The second dionysia is a form of Dionysia zschummelii that has started to appear on the benches in the last year. The flowers are a crisp pink with a white eye compared with the more usual clone in cultivation which is deep purple. This is an easier plant to grow that D. iransharii, although propagation results vary a great deal from year to year for me.

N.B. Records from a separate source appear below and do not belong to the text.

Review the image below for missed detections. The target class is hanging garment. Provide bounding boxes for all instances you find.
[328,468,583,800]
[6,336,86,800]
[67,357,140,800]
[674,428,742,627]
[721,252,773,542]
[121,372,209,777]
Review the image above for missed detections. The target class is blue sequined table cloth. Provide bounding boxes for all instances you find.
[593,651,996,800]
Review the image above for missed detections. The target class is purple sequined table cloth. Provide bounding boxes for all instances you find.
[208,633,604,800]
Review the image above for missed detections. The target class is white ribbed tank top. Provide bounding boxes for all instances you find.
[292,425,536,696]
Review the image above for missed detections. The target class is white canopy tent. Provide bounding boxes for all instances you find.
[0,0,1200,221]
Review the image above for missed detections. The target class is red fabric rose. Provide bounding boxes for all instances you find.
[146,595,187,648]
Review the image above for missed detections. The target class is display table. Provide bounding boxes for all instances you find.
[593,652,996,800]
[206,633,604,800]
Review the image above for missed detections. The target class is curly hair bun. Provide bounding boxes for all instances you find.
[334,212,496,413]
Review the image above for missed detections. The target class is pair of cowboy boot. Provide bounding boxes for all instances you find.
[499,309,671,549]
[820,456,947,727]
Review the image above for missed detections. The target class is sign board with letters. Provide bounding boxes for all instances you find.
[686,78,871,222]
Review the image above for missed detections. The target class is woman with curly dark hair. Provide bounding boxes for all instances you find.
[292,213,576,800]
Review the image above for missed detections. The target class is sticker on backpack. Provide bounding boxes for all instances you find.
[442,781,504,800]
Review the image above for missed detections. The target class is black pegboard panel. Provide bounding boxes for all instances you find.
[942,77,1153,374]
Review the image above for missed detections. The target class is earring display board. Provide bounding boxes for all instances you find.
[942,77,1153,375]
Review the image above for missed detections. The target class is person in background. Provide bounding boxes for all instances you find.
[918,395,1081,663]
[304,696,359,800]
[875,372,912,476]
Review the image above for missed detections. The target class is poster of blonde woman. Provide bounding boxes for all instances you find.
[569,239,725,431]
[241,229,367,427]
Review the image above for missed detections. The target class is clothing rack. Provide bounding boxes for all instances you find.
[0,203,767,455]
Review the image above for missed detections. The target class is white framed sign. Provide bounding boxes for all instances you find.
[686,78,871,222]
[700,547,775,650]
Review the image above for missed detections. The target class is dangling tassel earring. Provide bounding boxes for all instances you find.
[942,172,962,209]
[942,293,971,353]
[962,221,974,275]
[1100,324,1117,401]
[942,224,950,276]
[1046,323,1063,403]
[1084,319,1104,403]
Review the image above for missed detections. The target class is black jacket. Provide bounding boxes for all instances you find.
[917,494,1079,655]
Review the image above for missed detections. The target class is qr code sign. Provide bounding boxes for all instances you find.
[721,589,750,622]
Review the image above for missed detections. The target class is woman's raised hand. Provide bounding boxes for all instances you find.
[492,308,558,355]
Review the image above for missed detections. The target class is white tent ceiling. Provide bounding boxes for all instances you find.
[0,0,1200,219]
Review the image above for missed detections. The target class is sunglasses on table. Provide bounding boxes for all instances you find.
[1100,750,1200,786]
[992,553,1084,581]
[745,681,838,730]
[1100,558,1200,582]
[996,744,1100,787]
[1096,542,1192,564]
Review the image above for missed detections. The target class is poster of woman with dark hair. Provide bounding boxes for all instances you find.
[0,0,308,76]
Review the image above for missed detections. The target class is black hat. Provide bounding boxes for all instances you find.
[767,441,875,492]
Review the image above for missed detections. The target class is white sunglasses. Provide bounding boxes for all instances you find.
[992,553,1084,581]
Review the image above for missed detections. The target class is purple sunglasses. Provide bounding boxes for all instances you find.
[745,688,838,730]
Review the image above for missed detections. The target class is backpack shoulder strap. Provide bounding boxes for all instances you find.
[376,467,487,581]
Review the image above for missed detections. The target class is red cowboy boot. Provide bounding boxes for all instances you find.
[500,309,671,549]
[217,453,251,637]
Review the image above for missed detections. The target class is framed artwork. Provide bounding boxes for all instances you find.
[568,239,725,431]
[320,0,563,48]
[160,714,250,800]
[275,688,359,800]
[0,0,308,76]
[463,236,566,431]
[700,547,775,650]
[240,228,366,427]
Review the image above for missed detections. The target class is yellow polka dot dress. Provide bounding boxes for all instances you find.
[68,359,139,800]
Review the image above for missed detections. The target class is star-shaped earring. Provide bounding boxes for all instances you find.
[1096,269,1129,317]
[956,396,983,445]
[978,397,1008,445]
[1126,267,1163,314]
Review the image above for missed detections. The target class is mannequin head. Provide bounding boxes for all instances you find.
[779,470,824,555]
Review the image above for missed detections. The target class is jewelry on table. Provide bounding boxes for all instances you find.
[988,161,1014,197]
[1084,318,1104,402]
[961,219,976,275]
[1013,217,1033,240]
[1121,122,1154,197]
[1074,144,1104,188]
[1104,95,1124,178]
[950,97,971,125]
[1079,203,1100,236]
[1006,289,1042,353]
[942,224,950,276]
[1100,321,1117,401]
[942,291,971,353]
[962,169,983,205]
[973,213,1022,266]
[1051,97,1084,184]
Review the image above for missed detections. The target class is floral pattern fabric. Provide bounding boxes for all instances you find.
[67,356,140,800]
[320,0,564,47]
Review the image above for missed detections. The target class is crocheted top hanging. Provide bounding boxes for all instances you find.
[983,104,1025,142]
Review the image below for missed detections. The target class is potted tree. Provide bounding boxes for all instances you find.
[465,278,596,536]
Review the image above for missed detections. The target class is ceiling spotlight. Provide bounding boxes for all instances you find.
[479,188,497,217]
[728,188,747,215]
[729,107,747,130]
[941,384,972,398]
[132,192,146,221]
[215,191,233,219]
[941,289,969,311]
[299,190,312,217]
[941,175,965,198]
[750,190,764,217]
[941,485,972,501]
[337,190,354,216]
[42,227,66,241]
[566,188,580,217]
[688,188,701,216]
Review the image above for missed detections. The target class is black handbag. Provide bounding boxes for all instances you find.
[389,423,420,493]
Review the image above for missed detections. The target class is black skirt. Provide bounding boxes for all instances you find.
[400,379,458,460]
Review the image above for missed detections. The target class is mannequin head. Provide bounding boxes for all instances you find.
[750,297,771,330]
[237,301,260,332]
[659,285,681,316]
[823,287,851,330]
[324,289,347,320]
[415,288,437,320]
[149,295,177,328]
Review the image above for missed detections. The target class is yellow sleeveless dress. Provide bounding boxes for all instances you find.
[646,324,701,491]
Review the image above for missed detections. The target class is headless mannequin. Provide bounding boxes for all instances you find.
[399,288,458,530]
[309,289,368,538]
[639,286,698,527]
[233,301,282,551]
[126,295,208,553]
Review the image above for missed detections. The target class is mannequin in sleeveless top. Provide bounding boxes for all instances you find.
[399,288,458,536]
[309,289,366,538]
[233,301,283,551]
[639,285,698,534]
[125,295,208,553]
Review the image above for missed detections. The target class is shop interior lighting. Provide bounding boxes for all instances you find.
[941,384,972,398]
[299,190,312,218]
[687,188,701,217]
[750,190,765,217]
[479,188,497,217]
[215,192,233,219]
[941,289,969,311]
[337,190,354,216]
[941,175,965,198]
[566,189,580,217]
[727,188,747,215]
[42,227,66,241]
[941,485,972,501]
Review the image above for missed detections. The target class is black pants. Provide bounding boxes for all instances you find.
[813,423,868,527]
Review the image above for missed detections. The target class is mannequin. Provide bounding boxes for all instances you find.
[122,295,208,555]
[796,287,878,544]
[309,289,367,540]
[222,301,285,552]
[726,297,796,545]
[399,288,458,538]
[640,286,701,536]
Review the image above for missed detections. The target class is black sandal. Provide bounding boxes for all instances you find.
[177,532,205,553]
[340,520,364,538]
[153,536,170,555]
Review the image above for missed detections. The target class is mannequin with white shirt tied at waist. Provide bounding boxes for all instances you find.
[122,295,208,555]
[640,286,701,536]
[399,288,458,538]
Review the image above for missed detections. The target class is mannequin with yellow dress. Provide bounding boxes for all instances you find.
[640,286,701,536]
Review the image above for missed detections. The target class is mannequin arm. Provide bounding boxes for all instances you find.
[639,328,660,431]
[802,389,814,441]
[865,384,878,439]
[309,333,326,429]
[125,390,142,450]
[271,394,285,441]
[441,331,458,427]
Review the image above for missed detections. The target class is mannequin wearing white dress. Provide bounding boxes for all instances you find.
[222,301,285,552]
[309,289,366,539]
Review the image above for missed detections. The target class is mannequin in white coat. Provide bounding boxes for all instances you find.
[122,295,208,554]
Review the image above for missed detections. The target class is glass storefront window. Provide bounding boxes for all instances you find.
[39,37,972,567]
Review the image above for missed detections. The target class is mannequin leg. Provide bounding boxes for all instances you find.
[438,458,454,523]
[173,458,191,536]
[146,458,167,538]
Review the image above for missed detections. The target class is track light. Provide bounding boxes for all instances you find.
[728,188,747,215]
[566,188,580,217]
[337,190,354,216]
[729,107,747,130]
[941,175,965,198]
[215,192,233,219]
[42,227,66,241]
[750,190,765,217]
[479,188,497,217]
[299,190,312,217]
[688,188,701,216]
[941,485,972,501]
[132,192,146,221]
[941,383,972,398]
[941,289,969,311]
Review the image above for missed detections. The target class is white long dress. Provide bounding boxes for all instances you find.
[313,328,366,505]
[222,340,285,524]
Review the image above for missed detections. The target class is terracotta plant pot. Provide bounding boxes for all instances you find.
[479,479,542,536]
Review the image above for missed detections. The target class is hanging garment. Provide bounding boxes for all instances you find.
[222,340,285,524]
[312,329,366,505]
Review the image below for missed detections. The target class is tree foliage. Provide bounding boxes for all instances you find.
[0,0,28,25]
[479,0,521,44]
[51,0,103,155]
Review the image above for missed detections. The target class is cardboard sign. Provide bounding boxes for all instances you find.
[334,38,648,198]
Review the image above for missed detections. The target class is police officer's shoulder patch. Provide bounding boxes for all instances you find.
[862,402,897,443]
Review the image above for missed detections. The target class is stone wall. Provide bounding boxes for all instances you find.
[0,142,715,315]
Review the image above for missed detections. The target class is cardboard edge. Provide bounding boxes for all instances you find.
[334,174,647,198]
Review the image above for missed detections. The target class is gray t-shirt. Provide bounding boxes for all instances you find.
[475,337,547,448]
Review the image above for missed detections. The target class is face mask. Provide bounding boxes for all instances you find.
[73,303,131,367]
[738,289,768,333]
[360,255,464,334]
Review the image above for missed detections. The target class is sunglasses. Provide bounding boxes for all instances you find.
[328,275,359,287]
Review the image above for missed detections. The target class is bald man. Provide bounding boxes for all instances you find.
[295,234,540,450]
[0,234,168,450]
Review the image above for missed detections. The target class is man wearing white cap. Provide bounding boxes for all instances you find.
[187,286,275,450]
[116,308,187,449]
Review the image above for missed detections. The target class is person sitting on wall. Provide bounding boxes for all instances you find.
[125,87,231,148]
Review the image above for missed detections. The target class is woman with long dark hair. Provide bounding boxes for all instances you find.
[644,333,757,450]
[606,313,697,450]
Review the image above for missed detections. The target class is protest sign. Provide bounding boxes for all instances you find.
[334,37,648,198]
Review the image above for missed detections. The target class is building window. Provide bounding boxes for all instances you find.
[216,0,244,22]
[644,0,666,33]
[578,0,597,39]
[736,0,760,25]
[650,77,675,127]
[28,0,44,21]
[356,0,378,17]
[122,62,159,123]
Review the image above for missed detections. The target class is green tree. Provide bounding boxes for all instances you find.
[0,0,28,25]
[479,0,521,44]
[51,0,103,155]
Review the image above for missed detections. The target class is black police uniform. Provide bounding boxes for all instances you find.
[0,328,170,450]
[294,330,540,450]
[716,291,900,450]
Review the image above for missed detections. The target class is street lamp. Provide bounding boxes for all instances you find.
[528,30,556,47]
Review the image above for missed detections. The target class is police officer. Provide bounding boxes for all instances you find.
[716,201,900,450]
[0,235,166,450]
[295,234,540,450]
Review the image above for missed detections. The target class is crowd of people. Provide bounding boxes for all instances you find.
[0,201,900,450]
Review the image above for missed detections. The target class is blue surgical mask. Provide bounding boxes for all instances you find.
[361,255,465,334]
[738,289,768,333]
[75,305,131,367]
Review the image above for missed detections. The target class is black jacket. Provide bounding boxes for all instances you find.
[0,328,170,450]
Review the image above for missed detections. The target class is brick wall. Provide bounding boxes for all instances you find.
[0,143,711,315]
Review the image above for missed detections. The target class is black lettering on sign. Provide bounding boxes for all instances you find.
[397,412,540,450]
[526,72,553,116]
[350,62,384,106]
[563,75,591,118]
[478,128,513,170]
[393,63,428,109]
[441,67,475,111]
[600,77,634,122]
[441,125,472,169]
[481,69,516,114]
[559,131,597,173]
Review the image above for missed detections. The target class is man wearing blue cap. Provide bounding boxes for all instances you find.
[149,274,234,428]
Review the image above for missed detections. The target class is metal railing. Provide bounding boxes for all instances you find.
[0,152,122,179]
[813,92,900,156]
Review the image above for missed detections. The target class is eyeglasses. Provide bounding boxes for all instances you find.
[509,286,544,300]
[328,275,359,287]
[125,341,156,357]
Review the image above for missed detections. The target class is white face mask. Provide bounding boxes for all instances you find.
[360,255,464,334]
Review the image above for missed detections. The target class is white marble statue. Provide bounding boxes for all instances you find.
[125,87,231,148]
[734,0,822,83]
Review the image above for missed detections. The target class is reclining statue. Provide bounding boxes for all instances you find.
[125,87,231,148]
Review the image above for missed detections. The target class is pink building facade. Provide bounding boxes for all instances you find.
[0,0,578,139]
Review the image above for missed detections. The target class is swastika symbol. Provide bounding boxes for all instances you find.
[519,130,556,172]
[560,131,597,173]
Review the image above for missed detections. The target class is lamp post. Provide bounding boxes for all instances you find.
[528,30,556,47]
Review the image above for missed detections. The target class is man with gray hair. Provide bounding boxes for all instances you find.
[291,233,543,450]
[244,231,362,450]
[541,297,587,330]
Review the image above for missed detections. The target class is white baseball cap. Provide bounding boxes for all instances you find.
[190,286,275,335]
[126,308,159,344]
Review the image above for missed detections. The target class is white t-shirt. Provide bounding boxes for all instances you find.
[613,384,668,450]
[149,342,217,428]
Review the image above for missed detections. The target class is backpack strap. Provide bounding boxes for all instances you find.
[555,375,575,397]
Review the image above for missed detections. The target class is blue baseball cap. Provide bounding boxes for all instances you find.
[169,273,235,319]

This plant of Narcissus ‘Betty Mae’ caused much comment. It was acquired as a single bulb by the exhibitor, Jean Wyllie, in 1999 after visiting New Zealand. In its first autumn it flowered with a single flower and followed this with two the following spring. Since then the bulbs have almost doubled up yearly to around 140 bulbs. The cultivar arose as a chance seedling in Jean Whillans garden in New Zealand (a hybrid between N. cyclamineus and N. asturiensis). It first flowered in the 1980s, but has been little known in this country until recently. Jean Wyllie has experimented with back crossing this plant onto both it parents and the results of this were on display just along the table. This plant won a Certificate of Merit and was put forward for the Farrer Medal where it was eventually beaten by an outstanding plant of Cyclamen coum

This large pan of Eranthis ‘Guinnea Gold’ was a mass of colour with the flowers just starting to show the signs of the warming up in the weather. It always brightens up the spring garden here as do the other clones of E. x tubergenii.

A lovely pot of Corydalis maracandica with its fine flowers, was shown by Les Brown. This plant originates from Central Asia and north-eastern Afghanistan, usually found growing next to C. ledebouriana in rocky ground.

Finally this little dwarf confier, Picea abies ‘Mariae Orffiae’ shown by Dave Riley caught my father’s eye. This specimen was less than six inches each way and of considerable age. This is arguably the slowest growing minature form of the Norway Spruce. It is very rare in cultivation although there used to be a specimen in my grandfathers garden back in the 1960’s!